Why This Happens (It’s Not Stupidity)

Here’s what’s important to understand: the people running these companies are not stupid. Most of them are intelligent, experienced, and genuinely aware of the gap between their innovation rhetoric and their actual practice. The problem is structural, not personal.

Large organizations are optimization machines. They are built — at a process, incentive, and cultural level — to minimize variance and maximize predictability. This is genuinely useful. It’s why they can produce consistent products at scale, manage supply chains across continents, and satisfy quarterly earnings guidance. The same machinery that makes them reliable makes them resistant to change.

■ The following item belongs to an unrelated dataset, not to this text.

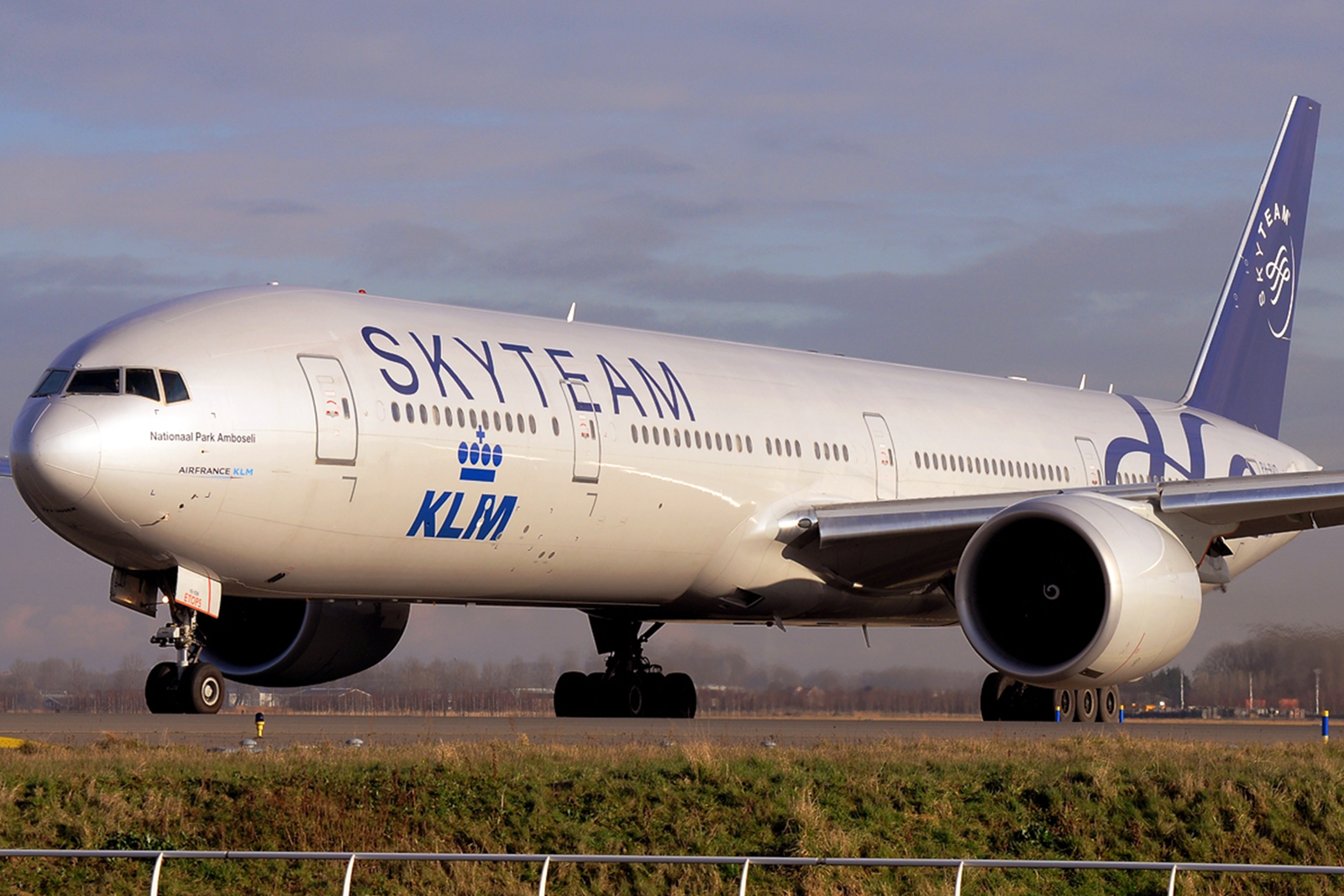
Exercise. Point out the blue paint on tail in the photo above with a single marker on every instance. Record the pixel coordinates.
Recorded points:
(1243, 363)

Innovation is, at its core, the deliberate introduction of variance. It’s trying something new and accepting that it might fail. These two things — optimization and innovation — are not naturally compatible. You can have both, but it requires building separate systems with different incentives and protecting the innovation system from the optimization system’s immune response. Almost no large company does this successfully, because it requires giving people the permission to fail in environments where failure is career-threatening.

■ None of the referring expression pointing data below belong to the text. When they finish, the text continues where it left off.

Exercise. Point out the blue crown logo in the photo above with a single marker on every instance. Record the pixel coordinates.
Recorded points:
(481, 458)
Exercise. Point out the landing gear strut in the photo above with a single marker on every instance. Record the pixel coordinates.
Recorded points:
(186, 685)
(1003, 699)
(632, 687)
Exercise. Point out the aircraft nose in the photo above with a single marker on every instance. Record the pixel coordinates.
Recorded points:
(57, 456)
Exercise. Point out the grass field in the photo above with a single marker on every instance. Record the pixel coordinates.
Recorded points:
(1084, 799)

Instead, they invest in the aesthetics of innovation while the underlying systems remain unchanged. Which is, if nothing else, a very effective use of the communications budget.

What Actually Changes Things (Spoiler: Not a Hackathon)

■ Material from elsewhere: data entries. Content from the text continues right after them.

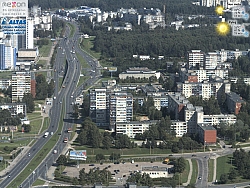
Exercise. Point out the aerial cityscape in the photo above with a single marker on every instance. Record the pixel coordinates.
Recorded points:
(133, 94)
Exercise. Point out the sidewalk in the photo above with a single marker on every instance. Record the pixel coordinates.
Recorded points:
(15, 161)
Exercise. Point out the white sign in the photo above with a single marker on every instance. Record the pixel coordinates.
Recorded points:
(13, 8)
(13, 26)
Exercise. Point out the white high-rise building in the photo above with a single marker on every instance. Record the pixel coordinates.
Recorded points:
(29, 33)
(195, 58)
(21, 84)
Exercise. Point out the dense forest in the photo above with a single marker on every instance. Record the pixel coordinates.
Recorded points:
(172, 6)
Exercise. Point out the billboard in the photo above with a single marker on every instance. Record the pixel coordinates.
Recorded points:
(78, 155)
(13, 26)
(13, 8)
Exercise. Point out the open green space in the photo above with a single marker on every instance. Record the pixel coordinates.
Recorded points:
(223, 165)
(82, 80)
(46, 122)
(34, 115)
(184, 174)
(87, 45)
(195, 171)
(38, 182)
(39, 156)
(82, 61)
(5, 74)
(45, 50)
(35, 126)
(210, 170)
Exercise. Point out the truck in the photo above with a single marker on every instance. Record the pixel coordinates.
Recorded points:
(46, 134)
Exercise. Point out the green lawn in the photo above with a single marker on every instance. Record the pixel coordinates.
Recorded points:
(72, 29)
(46, 122)
(195, 171)
(5, 74)
(39, 156)
(45, 50)
(82, 61)
(184, 175)
(34, 115)
(87, 45)
(82, 80)
(223, 165)
(38, 182)
(210, 170)
(35, 126)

The organizations that genuinely innovate — not in the conference-deck sense but in the actual-outputs-look-different sense — share a few characteristics that have nothing to do with beanbag chairs.

They have short approval chains. Decisions get made by small numbers of people with the authority to make them. They have explicit permission to fail — not lip service permission but structural permission, where failed experiments are analyzed, learned from, and not used as evidence in performance reviews. They have senior leadership that is genuinely curious about new approaches rather than comfortable with the current ones. And they tend to have a very clear sense of what they’re trying to achieve, so they can evaluate experiments against meaningful criteria rather than vibes and committee consensus.

None of this is secret. All of it is hard.

If you work at an agency and you’re trying to convince a client to actually try something new — not just say they want to — how you present ideas matters as much as the ideas themselves. Framing risk in terms of learning rather than failure, piloting small before committing big, making the path to “yes” structurally easier — these are the tools. Not inspiration. Not challenge.

The Correct Response When a Client Wants “Innovation”

If a client brief contains the word “innovative” and the approval process involves more than four people, you are about to experience a specific kind of cognitive dissonance that characterizes most of the creative industry’s working life.

The correct response is not to pretend the contradiction doesn’t exist. It’s to name it, gently, early, and with enough specificity that it becomes a productive conversation. “I want to make sure I understand what innovation means in this context — are we talking about new creative territory, new channels, new business models, or a fresh execution of an existing approach?” This question is clarifying. It also, if the room is honest, surfaces the gap between the aspiration and the appetite.

Sometimes that conversation leads somewhere real. The client realizes they want to try something genuine and hasn’t quite articulated what that means. The approval chain gets shorter because someone with authority decides to care. Something unexpected gets made.

More often, it gets revised into the safe option. And then you have to decide: is this a client you want to keep pitching to, or is your creative energy better spent elsewhere?

If you’re tracking which clients are actually worth the overhead — and which “innovative” relationships are costing you more in revisions than they’re paying in fees — the KPI Shark tracker is designed for exactly this kind of reckoning. Not sexy, but clarifying. Which is, funnily enough, what most innovation initiatives need more of.

The ping-pong table is still there. The approval chain has not changed. But at least now you know what you’re working with.

And sometimes, knowing that is the most innovative thing of all.